# Clothing labels



## Pewpewindustries (Mar 31, 2017)

Does anyone know of a company or companies that can manufacture clothing labels that are not expensive? I need to order some samples and a few companies I have contacted want $75-100 to send me a sample.


----------



## FutureGenApparel (Apr 7, 2017)

Ya I Think it Depends Upon the Model. For Example We are also a Manufacturer of the Tshirts Mainly.

For Developing Fabrics , Print Screens or Embroideries , Labeling Matters , they Will Incur Some Sampling Charge.

And as a Courier Expense ( Lets Assume 1 Kg ) Depend Upon the Destinations, it Will Hardly Comes Around 30-50 $ !

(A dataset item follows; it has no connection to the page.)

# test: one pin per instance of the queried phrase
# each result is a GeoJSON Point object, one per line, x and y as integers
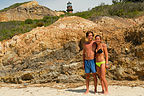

Frankly Speaking we Get Call At least from 100 People a Month and 25 Convert into Sampling Process and 10-20 Convert into Orders.

Suppliers Wont Get Benefited in the Sampling Charge. This is Certainly the Expenses they are Facing.

Hope its Clear.


----------



## Pewpewindustries (Mar 31, 2017)

Thank you for the info. Much appreciated


----------



## AKS1961 (Aug 5, 2013)

Asking you to send $75-$100 for sending you a few labels seems a bit too much.
If you ask a domestic company, they should send a few samples by first class mail
free. I mail trim, label samples to customers I can't meet all the time.
Most label companies have minimums and some do have very low minimums and
shouldn't cost too much. 

Good Luck.
Aravind.


----------